Other highlights included hearing what Thomas Caldwell (here's his Cinema Autopsy blog if you're interested in film too) had to say about Film and the Age of the Spectacle - isn't it great when someone manages to clearly articulate everything you think you've been thinking about something?! - and, having been a fan of her column in The Age (until she was sacked), listening to Catherine Deveny play with words.  While I thought her claim that she doesn't set out to be thought-provoking or controversial a tad hollow, I enjoyed watching her perform and developing a bit of rhetoric, but was stunned by the defensiveness of a couple of audience members and the apparent refusal to actually hear or understand what she was saying.  (Seeing that I'm plugging everything I enjoyed, here's her website.)

And as for Ramona Koval (presenter of The Book Show on ABC Radio National) who gave the keynote address on The Literary Interview - what an engaging and intelligent personality.  I could have sat and listened to her for another hour at least.  I'm still trying to work out how it is that someone who was brought up through the medium of broken English can become so incredibly articulate (her parents were multilingual but, as migrants, they chose to use the language of their adopted country at home) - and wonder if this approach should be adopted by more parents!  Hmm.  (Here's the ABC's profile on Ramona.)

Monday 6 December 2010

the poetry of e.e. cummings


I've been a fan of e.e.cummings' poetry since I was a teenager.  I wasted a lot of paper back then trying to write like him.  Every now and then, I find myself dipping back into the two anthologies I own - selected poems 1923-1958 and 73 poems - and rediscovering a few more gems, or reading old favourites in new ways.  Was up to that biz recently when I was working with Literature students on e.e.cummings' work and, must admit, I like them more than ever.

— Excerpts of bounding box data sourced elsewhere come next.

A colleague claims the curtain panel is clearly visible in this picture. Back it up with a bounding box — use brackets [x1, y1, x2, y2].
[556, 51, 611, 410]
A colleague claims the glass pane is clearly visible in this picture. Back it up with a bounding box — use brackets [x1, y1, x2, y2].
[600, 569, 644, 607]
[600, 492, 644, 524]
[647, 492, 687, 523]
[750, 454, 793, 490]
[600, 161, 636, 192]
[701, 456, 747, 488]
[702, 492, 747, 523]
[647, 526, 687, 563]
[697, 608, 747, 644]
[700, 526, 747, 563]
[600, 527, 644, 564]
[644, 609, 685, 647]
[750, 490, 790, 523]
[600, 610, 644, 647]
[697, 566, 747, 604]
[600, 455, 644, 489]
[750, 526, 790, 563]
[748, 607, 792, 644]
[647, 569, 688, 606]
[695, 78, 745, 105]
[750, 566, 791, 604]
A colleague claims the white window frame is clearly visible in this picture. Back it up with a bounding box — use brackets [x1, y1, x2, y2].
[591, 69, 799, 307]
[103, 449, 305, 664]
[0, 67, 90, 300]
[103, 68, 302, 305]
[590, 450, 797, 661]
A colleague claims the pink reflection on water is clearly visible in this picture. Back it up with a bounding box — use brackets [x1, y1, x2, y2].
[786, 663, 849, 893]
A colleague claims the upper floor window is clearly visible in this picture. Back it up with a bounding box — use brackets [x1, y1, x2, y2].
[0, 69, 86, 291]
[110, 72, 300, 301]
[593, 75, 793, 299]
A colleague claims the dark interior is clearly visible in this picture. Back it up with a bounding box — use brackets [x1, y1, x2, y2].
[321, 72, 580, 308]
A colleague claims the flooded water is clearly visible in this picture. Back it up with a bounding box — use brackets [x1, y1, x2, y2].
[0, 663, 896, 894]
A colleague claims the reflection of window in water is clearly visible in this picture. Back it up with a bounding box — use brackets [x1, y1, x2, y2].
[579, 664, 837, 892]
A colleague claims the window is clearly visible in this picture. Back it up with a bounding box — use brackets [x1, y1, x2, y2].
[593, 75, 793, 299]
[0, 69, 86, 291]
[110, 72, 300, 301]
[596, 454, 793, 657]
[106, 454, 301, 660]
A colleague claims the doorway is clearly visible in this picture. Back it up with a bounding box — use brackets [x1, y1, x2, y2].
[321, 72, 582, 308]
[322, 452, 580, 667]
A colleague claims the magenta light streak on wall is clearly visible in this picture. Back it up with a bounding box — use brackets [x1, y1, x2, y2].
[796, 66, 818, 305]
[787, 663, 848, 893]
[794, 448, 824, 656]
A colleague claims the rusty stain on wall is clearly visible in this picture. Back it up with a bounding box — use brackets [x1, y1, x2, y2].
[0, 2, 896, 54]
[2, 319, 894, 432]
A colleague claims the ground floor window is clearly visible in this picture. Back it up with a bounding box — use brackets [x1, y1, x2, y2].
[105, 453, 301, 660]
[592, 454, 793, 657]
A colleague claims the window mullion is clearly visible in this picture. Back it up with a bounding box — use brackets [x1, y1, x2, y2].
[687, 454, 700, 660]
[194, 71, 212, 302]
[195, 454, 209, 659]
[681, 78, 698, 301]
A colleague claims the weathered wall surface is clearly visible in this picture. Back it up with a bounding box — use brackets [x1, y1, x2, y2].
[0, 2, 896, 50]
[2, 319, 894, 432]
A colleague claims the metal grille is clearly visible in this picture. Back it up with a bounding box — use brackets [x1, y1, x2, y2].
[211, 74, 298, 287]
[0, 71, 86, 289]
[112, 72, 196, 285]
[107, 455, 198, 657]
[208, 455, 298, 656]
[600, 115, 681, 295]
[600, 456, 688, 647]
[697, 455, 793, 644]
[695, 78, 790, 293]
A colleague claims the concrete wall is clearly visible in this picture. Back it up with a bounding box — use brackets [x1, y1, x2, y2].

A couple of years back, just as the Snowing and Greening of Thomas Passmore was going to print,  I came across Now i lay(with everywhere around) and thought it would've made a great epigraph if the book needed one, although it was too late to include it anyway.


Friday 3 December 2010

Two Old Petrol Pumps


Noticed a recurring motif in a couple of pieces of my writing of late: the two old petrol pumps which appear in The Grease Monkey's Tale and which have now made an appearance in Number Three. 
When we were driving through Cape Clear recently, SB said: "There's your petrol pumps." 
I've done this journey numerous times without ever consciously noticing them, but they sure had a passing resemblance, so I took photos of them on the way back - for future reference, like.